Ladder AI enables a smaller language model to enhance its problem-solving capabilities through a structured, autonomous learning process. To get started, you simply provide a complex problem description. ideally one that is challenging for smaller LLMs and, if available, sample examples. The Ladder framework then orchestrates the following workflow:
  • Variant Generation: Ladder constructs a tree-structured dataset by generating a diverse set of problem variants. These variants span a range of difficulties, systematically challenging the smaller model.
  • Evaluation Loop: The smaller LLM attempts to solve these generated problems, while a larger, more capable LLM is used to evaluate and verify the smaller model’s outputs. This feedback loop enables the smaller model to iteratively improve its performance.
  • Training and Optimization: The training process alternates between two key methods: the Ladder framework (recursive problem decomposition with reinforcement learning) and Test-Time Reinforcement Learning (TTRL), which further refines the model’s abilities during inference.
  • Agent-Based Architecture: Specialized agents—referred to as “Engines”—handle different tasks within the workflow, including variant generation, verification, and reinforcement learning.
Inputs:
  • A detailed problem description that is non-trivial for a small LLM to solve.
  • Access to a large LLM (such as OpenAI models) to serve as the core of LadderAI Engines (Agents)
  • A smaller LLM (such as Qwen) that you wish to train and improve.
Output:
  • A fine-tuned smaller LLM that demonstrates improved capability in solving the specified class of problems, leveraging self-improvement through recursive decomposition and reinforcement learning.

Ladder AI Core Components

📦 1. Dataset Generator

Ladder automatically generates diverse problem variants and verifies them, creating a natural difficulty gradient—completely eliminating the need for curated datasets or manual annotations.
  • Enables continuous data creation
  • Adapts to model performance
  • Forms the foundation for curriculum learning
  • uses different engine during this process
if you already have your dataset this process could be skipped

⚙️ 2. Engines

1. Verification Engine

Validates the correctness of generated answers using domain-specific logic and customizable rules.
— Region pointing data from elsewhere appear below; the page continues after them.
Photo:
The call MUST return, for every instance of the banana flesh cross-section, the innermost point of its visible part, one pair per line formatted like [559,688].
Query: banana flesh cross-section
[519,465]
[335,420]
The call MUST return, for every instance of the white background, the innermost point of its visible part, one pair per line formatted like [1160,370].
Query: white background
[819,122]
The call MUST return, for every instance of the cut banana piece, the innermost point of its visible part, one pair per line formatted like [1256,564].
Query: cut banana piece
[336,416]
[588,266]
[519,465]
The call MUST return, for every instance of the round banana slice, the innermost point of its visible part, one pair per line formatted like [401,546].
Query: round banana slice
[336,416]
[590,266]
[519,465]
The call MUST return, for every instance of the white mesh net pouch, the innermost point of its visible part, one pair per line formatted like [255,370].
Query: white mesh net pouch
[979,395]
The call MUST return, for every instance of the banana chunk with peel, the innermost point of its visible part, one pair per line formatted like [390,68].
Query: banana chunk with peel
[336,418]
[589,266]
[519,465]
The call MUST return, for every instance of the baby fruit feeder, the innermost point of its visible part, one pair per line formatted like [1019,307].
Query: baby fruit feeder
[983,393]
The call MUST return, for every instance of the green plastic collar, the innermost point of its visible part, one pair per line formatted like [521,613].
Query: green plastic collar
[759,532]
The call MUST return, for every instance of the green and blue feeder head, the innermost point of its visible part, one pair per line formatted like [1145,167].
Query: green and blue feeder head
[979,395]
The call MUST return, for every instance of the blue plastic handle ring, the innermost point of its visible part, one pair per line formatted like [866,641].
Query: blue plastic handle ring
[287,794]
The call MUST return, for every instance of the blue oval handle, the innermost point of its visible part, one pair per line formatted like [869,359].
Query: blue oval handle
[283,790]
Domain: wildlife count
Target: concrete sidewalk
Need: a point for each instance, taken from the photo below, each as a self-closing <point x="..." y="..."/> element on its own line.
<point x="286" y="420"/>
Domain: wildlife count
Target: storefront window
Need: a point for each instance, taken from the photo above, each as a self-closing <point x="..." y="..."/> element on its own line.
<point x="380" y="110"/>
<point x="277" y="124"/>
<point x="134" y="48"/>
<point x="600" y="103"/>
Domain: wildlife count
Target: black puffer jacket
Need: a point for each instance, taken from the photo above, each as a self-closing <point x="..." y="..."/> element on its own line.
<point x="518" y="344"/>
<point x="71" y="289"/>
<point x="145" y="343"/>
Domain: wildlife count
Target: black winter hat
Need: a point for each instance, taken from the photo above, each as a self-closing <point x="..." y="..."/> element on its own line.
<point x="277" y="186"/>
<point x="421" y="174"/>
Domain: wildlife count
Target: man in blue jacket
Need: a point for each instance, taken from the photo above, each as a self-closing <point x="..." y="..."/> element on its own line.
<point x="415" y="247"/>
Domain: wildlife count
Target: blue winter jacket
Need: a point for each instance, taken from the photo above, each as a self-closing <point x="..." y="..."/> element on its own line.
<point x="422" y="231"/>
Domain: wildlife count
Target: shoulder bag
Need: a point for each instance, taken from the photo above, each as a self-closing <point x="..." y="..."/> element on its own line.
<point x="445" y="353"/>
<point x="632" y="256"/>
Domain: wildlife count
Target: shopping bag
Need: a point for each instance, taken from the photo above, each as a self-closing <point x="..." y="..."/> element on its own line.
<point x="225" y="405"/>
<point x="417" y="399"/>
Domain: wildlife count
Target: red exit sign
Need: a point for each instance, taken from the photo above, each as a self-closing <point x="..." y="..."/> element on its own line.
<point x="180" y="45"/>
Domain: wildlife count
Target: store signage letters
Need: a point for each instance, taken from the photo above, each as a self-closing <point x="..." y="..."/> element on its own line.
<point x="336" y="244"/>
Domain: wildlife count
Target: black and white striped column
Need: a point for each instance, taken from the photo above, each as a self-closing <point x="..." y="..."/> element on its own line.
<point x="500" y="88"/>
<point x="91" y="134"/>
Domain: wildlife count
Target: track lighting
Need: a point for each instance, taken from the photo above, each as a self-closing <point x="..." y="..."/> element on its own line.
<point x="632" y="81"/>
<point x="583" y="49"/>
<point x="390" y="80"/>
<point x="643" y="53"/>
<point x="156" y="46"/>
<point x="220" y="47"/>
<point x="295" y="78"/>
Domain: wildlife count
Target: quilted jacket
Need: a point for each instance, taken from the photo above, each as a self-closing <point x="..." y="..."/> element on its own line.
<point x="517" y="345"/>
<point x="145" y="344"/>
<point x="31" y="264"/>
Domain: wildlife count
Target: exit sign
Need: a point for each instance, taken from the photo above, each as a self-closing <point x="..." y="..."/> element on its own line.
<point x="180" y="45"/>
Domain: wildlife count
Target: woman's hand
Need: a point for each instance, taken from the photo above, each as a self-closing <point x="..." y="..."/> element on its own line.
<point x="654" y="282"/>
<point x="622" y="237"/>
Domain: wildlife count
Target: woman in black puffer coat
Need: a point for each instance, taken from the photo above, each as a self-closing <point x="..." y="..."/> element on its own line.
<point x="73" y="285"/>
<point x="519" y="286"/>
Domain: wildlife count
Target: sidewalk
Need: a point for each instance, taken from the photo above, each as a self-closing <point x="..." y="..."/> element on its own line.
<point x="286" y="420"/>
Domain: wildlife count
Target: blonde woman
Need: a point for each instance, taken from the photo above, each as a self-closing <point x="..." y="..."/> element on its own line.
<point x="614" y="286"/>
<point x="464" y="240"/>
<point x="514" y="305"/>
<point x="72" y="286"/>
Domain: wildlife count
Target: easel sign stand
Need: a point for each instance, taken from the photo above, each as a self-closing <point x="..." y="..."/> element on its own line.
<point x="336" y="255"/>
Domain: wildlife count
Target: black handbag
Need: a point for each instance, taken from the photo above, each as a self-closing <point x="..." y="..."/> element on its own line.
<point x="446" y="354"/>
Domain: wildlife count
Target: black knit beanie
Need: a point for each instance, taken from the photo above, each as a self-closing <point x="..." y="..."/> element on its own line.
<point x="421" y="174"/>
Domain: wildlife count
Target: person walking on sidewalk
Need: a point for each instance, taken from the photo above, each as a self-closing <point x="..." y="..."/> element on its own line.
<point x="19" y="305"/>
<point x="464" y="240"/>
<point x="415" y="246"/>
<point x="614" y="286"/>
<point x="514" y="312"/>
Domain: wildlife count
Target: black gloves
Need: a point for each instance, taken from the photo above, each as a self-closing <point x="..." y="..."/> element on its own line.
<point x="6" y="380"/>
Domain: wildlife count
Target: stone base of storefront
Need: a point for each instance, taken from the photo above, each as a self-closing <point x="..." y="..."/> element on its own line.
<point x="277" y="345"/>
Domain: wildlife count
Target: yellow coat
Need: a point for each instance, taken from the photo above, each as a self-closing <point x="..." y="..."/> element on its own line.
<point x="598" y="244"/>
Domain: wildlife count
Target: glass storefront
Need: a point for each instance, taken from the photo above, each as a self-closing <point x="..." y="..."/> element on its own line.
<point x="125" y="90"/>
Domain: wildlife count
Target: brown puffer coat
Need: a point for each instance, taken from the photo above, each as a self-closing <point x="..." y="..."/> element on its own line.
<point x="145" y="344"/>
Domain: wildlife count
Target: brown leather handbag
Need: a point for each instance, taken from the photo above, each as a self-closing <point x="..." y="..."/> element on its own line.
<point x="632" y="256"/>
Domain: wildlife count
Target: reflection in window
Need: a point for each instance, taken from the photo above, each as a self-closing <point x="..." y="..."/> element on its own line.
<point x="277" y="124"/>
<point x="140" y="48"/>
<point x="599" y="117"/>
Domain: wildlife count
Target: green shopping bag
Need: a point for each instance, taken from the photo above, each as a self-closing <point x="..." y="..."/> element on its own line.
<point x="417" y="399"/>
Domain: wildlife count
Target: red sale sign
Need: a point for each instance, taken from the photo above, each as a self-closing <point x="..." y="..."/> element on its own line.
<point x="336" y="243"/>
This ensures quality control without relying on human evaluation.

2. Recursive Tree Engine

Breaks down complex problems into manageable subproblems recursively. This tree-based decomposition allows smaller models to tackle simpler tasks and combine their results.

3. Difficulty Engine

Dynamically adjusts problem complexity to suit the model’s current ability, guided by the LLM Intelligence Ratio. Enables curriculum-based training progression.

4. LLM Engine

Provides a flexible interface to plug in and control various language models (e.g., Hugging Face, Ollama, VLLM, DeepSpeed, LiteLLM). Handles prompting, sampling, and persona injection.

🪜 3. Ladder

The core training loop uses reward signals from the verification engine to fine-tune models via the GRPO protocol (Guided Reinforcement via Pseudo-Optimization). This allows models to:
  • Improve autonomously
  • Learn from feedback
  • Adapt through curriculum-driven reinforcement learning

🔁 TTRL — Test-Time Reinforcement Learning

Extends the Ladder framework to inference time by:
  • Dynamically generating test problem variants
  • Solving them using the trained model
  • Refining its understanding through test-time feedback
TTRL boosts performance on harder problems by learning during inference, not just training.

🎯 Summary

ComponentRole
Dataset GeneratorAutomatic creation + verification of training data
Recursive Tree EngineBreaks complex tasks into smaller subproblems
Verification EngineValidates results using rules or small models
Difficulty EngineScales complexity to match model skill
LLM EngineInterfaces with and manages LLM behavior
Ladder (GRPO)Reinforcement-driven self-improvement during training
TTRLSelf-improvement during inference
Together, these components form a closed feedback loop that enables LLMs to teach themselves how to solve harder problems without curated data or human intervention.